I, too sailed with Captain Dunn on the Rudby in the early seventies.
I remember him for his sense of humour and fairness.
Other equally well remembered Ropner captains of those days are;
Capts Carter, Tingle, Pounder, and Dekonski.


----------



## uncle Ray (Sep 28, 2013)

boroboy said:


> I sailed with Ernie Dunn on the Bridgepool in 1963and the Barlby in 1967. I believe he would have been a good 20 years older than me, so I'd be surprised (and delighted) if he was still with us, but I doubt it.



Hi Boroboy 
I remember the Bridgepool and Barlby as Captain Ernie and the Bosun also a company man ( who's name just escapes me) spoke of those vessels regularly.
I would guess and be delighted too if he was still around, I would imagine he would be in his mid 90's now. A Great man indeed
Good to hear from you
Regards
Ray


----------



## uncle Ray (Sep 28, 2013)

Cranky said:


> I, too sailed with Captain Dunn on the Rudby in the early seventies.
> I remember him for his sense of humour and fairness.
> Other equally well remembered Ropner captains of those days are;
> Capts Carter, Tingle, Pounder, and Dekonski.


Hi Cranky
Yes he did have a good sense of humour, I remember I was climbing the stairs on my way to the bridge deck as he was coming down, when I realised he was there he was 2 steps above me I apologised for blocking his way down and his reply was " You're not so tall now what you gonna do " 
Great sense of humour and as you said very fair indeed.

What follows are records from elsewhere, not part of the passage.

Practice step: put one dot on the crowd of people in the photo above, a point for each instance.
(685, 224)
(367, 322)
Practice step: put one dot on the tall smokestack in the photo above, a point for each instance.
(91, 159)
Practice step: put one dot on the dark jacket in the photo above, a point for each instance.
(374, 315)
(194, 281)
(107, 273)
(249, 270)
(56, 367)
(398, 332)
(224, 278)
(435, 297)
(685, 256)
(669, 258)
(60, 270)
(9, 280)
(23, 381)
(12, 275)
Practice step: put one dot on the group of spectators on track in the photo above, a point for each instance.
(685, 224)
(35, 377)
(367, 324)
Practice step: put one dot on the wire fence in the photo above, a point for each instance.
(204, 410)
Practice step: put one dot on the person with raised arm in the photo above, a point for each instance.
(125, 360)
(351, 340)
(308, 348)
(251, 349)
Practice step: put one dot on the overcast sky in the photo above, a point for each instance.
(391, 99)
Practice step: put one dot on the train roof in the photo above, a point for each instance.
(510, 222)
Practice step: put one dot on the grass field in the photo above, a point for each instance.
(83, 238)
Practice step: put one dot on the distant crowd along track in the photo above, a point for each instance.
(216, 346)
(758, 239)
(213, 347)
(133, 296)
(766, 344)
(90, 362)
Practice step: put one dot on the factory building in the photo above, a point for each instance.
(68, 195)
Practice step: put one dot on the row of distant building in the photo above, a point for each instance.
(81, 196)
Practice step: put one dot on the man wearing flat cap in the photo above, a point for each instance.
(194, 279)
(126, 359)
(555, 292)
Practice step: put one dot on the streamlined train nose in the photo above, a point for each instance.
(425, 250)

I also remember a Captain Pounder ( we called him Tucker )
Regards
Ray


----------



## kudu (Aug 13, 2008)

Sailed with Dekonski,as third mate,on the Rushpool.We did'nt really hit it off.He was polish,and when referring to me said "Turd"mate.Possibly it was his way of pronunciation,but not sure.When he left the Rushpool in Moji,in Japan,we got Colin Tingle,a decent bloke. Jan 1969 to April 1970.


----------



## Brian Clark Springhall (Nov 29, 2008)

boroboy said:


> I sailed with Ernie Dunn on the Bridgepool in 1963and the Barlby in 1967. I believe he would have been a good 20 years older than me, so I'd be surprised (and delighted) if he was still with us, but I doubt it.


Hi I am also a boro boy and sailed with Ropners from 1957 to December 1964, Deerpool, Daleby, Wandby, Lake Atlin, Swiftpool and lastly Silver Comet never rose above 3rd engineer but enjoyed my time with them and had some memorable voyages.


----------



## seaman38 (Mar 16, 2016)

Cranky said:


> Ropner captains of those days are;
> Capts Carter, Tingle, Pounder, and Dekonski.

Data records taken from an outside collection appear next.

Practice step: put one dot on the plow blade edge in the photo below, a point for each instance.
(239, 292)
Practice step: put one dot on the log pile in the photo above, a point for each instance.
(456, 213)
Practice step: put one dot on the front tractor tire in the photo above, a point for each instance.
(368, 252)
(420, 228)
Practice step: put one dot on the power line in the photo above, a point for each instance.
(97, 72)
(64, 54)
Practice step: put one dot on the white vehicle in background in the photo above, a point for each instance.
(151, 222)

Captain Carter, another of the worlds gentlemen, sailed with him on the 'Levenpool' on the Burntisland - Takoradi run. He and his wife (a lovely lady) tried to marry me off with a wee girl from Burntisland, Mrs Carter saying she and the Captain would do my (a lowly 3/m)night aboard so I could see my wee lassie (they may have had an ulterior motive!). Alas the wee lassie cast her final favours elsewhere, but every cloud has a silver lining, as I met my late wife whilst serving on the 'Wandby' (Captain Churchill) and we had 27 years of honeymoon together before she passed away at an early age.

First sailed with Captain Churchill on the 'Swiftpool' on a short coastal voyage and he asked me to join him later on the 'Wandby'


----------